T? is currently only valid when T is constrained to be a reference type. For unconstrained type parameters, the current plan from LDM is to use an attribute, [MaybeNull], to indicate that the value may be null when the type is a reference type. But there are still language design issues with this: T local = list.FirstOrDefault(); would still produce a warning and attributes are not allowed on local declarations…

Tagging @cston since he was looking into this recently.

@ssg generic type constraints aren’t part of the method signature, so this can’t work (see https://github.com/dotnet/csharplang/issues/2013).

Our current plan is for nullability attributes like [return: MaybeNull] not to affect method bodies. So return default; would still warn for now. We will look at refining this post C# 8 RTM. This is tracked by https://github.com/dotnet/roslyn/issues/36039 (Should nullability attributes affect method bodies and OHI?)

@YohDeadfall The LDM writeup is here. It’s part of a wider suite of attributes.
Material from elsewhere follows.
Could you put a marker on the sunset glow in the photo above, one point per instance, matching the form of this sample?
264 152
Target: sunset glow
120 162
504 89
For whatever it’s worth, I was able to implement this without any compiler errors on .NET Core 3.0 preview 5 and it seems to be working fine (except for non-nullable references, of course):

    static class A
    {
        public static T FirstOrDefault<T>(this IList<T> list) where T: struct
        {
            if (list.Count == 0)
            {
                return default;
            }
            return list[0];
        }
    }

    static class B
    {
        public static T? FirstOrDefault<T>(this IList<T?> list) where T: class
        {
            if (list.Count == 0)
            {
                return default;
            }
            return list[0];
        }
    }

When you use it, it uses the correct overload depending on the type of the list item.